Microsoft has quietly launched e-mail and collaboration managed services for the general market and said it next plans to offer desktop management, business intelligence, security and BizTalk services.
Exchange, SharePoint and Live Communications Server (LCS) services are broadly available, but Microsoft's desktop management service won't be generally available until its next-generation SoftGrid application streaming and System Center Configuration Manager 2007 upgrades for Windows Vista ship, said Ron Markezich, vice president of Microsoft Managed Services.
However, the desktop management service will be available to a limited number of customers in a bundle with Exchange, SharePoint and LCS services, Markezich said in a meeting at TechEd 2007 in Orlando, Fla.
Microsoft now calls these offerings "managed services" but at one time referred to them as "managed solutions."
Currently, Microsoft's managed services operation has four paying customers -- including Energizer and XL Capital -- and two newly signed customers whose names will be announced later, the company said.
Microsoft is also preparing to launch managed services for PerformancePoint BI, Forefront security and the BizTalk platform for customers that want to fully outsource their BI, security and business process management needs, Markezich said.
Francois Ajenstat, director of SQL Server Marketing, said he knows of one customer piloting the PerformancePoint managed service.
"They are excited about it because they see BI as a critical part of their business, and they want full assurance that they can deliver reports and manage all aspects of their business without having a huge IT staff," Ajenstat said.
PerformancePoint is in beta testing. The managed service will be available soon after the product ships, he said.
Microsoft also confirmed that it will make available a full-fledged managed security service for customers that don't want to deploy security products on-premise.
The Redmond, Wash., software giant recently rolled out its Forefront Client Security product and said it plans a unified Forefront security suite. The suite will be a managed service, Markezich said.
In addition, Microsoft will offer BI and BizTalk Services for federating customers' networks with their partners.
One incubation project, BizTalk Services, consists of software in the cloud that's designed to enable business users to communicate across organizational boundaries. Microsoft had discussed some of the BizTalk Services about a month ago.
"It's taking Active Directory Federation Services to the cloud," Markezich said.
Finally, Microsoft will make its Asset Inventory Service available as a hosted service for Microsoft Optimized Desktop customers. The technology was acquired from AssetMetrix and formerly sold with hardware as an integrated solution, Microsoft said. The service will go into beta next month, but Microsoft declined to provide a launch date for the final service.
Microsoft currently offers Exchange, SharePoint, LCS and desktop management services for Energizer and XL Capital.
Randy Benz, vice president and CIO at Energizer, St.
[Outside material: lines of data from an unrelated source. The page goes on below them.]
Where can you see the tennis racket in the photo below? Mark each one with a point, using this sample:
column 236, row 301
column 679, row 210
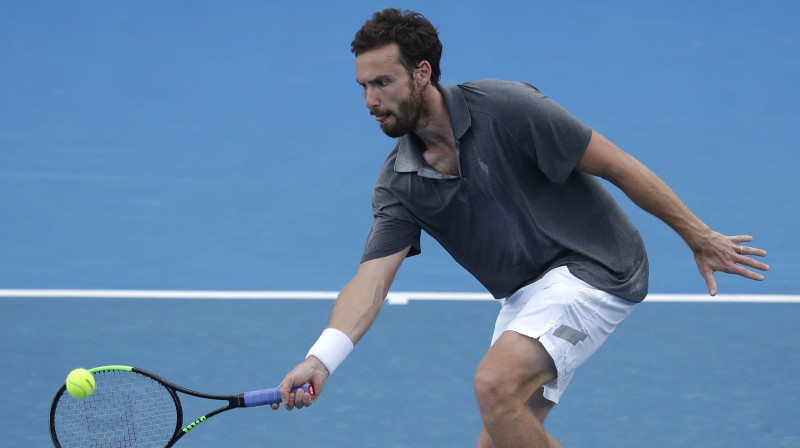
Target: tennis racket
column 131, row 407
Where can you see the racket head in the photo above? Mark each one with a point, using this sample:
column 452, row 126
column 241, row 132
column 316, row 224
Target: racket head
column 128, row 408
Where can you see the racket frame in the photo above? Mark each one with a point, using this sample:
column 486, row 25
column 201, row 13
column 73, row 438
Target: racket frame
column 234, row 401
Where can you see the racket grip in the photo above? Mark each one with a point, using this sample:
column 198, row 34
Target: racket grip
column 273, row 395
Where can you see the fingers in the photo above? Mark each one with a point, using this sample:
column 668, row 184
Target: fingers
column 298, row 400
column 309, row 371
column 711, row 282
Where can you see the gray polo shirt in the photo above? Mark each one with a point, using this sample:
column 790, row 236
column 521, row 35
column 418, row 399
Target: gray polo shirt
column 518, row 207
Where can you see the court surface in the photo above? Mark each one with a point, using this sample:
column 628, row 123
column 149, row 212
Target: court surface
column 225, row 147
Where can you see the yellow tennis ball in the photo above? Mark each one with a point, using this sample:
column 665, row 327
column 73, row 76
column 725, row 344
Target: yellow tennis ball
column 80, row 383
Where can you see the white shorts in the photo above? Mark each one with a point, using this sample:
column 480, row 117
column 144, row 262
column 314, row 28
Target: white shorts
column 567, row 315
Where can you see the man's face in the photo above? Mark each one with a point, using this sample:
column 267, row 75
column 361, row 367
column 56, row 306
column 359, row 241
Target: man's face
column 390, row 92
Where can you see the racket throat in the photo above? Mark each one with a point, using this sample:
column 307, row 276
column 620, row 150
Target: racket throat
column 194, row 423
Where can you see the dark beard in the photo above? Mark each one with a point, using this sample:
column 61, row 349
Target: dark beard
column 407, row 118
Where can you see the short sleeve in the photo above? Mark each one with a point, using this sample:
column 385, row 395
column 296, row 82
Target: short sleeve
column 549, row 133
column 393, row 228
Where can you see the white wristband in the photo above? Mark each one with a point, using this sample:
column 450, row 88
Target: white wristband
column 332, row 347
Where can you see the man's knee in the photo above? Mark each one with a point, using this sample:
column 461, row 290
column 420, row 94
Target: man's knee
column 511, row 372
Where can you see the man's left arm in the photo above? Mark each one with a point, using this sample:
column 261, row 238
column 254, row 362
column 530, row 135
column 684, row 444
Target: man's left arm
column 712, row 251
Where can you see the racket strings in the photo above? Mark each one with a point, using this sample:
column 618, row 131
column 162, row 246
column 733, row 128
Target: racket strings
column 126, row 410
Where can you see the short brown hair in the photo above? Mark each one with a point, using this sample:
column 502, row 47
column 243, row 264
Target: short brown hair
column 413, row 33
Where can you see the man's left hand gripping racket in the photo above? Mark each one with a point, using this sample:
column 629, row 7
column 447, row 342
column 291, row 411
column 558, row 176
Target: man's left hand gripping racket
column 131, row 407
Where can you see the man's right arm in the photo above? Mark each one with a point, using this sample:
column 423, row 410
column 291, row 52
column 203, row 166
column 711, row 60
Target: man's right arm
column 355, row 310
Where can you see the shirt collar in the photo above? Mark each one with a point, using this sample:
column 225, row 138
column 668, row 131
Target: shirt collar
column 409, row 157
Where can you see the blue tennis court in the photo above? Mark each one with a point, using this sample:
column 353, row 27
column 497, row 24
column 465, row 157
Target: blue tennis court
column 226, row 147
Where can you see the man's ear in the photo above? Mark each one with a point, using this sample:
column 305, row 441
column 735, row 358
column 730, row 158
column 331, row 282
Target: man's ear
column 422, row 75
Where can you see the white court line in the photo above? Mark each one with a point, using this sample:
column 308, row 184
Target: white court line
column 395, row 298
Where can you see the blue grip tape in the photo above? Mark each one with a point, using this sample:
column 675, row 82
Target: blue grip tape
column 268, row 396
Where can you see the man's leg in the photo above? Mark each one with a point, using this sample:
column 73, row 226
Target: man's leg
column 508, row 387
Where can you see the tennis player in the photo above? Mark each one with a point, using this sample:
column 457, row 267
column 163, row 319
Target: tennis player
column 506, row 181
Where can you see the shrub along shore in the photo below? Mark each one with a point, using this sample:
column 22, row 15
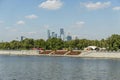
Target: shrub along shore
column 111, row 43
column 64, row 53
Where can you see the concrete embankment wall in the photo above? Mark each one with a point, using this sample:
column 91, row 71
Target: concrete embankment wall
column 19, row 52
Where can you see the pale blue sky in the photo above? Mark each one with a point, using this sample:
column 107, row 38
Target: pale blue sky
column 91, row 19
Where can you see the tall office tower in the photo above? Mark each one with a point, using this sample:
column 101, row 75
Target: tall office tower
column 69, row 38
column 62, row 33
column 53, row 34
column 48, row 32
column 22, row 38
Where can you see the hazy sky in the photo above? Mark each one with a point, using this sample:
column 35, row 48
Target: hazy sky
column 91, row 19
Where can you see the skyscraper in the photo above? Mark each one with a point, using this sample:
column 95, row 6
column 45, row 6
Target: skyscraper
column 62, row 33
column 48, row 32
column 53, row 34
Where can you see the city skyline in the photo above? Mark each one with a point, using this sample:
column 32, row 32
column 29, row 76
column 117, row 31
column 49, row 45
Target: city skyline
column 90, row 19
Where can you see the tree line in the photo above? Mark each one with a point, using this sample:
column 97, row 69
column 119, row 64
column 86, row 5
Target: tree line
column 110, row 43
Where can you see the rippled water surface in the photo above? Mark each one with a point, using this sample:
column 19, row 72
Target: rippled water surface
column 58, row 68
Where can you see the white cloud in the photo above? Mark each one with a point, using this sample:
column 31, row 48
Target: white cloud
column 33, row 16
column 117, row 8
column 51, row 4
column 20, row 22
column 97, row 5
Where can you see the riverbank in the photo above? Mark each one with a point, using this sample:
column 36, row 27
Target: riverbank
column 81, row 54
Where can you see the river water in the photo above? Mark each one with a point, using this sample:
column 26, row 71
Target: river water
column 58, row 68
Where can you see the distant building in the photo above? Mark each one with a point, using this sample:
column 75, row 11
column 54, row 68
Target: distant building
column 48, row 33
column 53, row 34
column 22, row 38
column 62, row 35
column 69, row 38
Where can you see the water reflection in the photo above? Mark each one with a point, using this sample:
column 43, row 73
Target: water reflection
column 58, row 68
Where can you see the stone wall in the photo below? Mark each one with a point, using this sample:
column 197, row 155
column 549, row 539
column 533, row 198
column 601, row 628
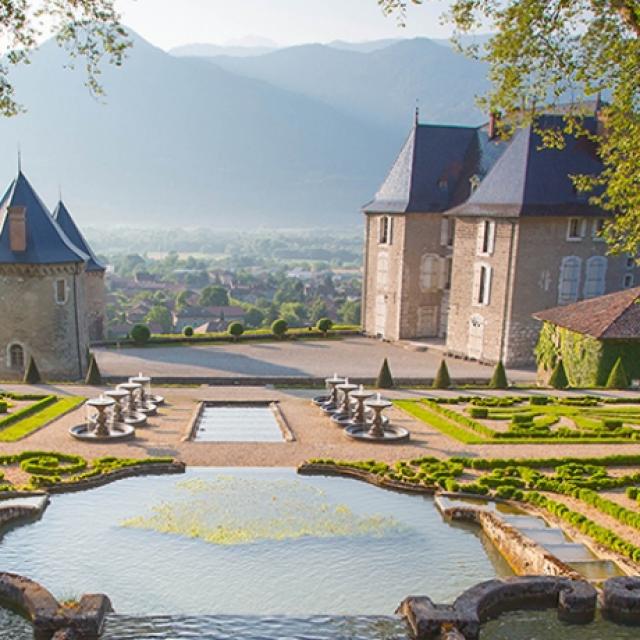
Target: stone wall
column 55, row 334
column 96, row 300
column 526, row 266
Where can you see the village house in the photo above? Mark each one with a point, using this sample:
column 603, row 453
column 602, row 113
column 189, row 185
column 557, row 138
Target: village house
column 469, row 235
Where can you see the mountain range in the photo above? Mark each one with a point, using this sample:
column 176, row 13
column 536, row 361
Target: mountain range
column 297, row 137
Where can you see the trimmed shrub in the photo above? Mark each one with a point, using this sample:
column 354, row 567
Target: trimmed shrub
column 236, row 329
column 94, row 378
column 478, row 412
column 384, row 379
column 618, row 378
column 499, row 378
column 279, row 327
column 558, row 379
column 140, row 334
column 442, row 379
column 32, row 375
column 324, row 325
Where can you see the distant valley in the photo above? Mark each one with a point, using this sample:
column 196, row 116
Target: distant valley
column 292, row 137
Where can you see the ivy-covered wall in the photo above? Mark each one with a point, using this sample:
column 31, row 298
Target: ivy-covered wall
column 587, row 361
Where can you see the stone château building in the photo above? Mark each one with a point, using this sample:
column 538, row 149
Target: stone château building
column 51, row 289
column 470, row 234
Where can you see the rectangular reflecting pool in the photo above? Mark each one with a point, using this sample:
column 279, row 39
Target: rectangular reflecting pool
column 249, row 541
column 238, row 423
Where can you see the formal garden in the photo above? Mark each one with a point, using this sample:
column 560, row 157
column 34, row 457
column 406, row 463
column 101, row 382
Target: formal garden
column 530, row 418
column 24, row 413
column 597, row 497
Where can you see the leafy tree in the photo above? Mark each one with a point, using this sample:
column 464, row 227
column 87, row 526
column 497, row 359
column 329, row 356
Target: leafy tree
column 384, row 379
column 160, row 315
column 294, row 313
column 32, row 375
column 94, row 377
column 324, row 325
column 214, row 296
column 140, row 334
column 618, row 378
column 235, row 329
column 253, row 316
column 546, row 50
column 279, row 327
column 318, row 310
column 499, row 378
column 442, row 379
column 558, row 379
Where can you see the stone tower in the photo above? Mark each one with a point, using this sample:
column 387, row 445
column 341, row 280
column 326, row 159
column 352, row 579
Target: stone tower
column 95, row 291
column 42, row 292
Louis, said Microsoft's managed services allows him to deploy new technology -- such as Office 2007 -- faster than in the past, which gives him a competitive advantage and major gains in efficiency.
Although Microsoft said it will provide services only to customers with more than 5,000 desktops, the company will offer managed application services to customers of any size, said another source close to Microsoft, who asked not to be named.
Microsoft has four major data centers up and running or soon-to-be-launched in the Seattle area and in Texas and Virginia.
Markezich acknowledged that the managed services are for customers that want to buy direct from Microsoft. But he said the company is only targeting big customers and, in some cases, enlisting business partners to fulfill aspects of the managed services engagement as customer needs dictate.
For example, Siemens business services is providing call-center and help-desk support for Energizer and XL Capital. Microsoft has not yet determined how it will position managed services in the midmarket and small-business spaces, the Microsoft executive said.
"There are two models: Customers that want to buy direct from Microsoft and we provide those services, and customers that may want to have only one provider and we'll partner with the vendor that is the prime," Markezich said.
One partner expressed concern about Microsoft's growing managed services portfolio and said he wants to hear more detail next month at the Worldwide Partner Conference.
"Microsoft pushing a managed services offering is more troubling at this interval than any previous occasion," said Stephen Moss, COO of NSPI, a Roswell, Georgia security solution provider. "It will be most interesting to see [Microsoft's plans] in the area of direct offerings of services or Software + Services as the case may be."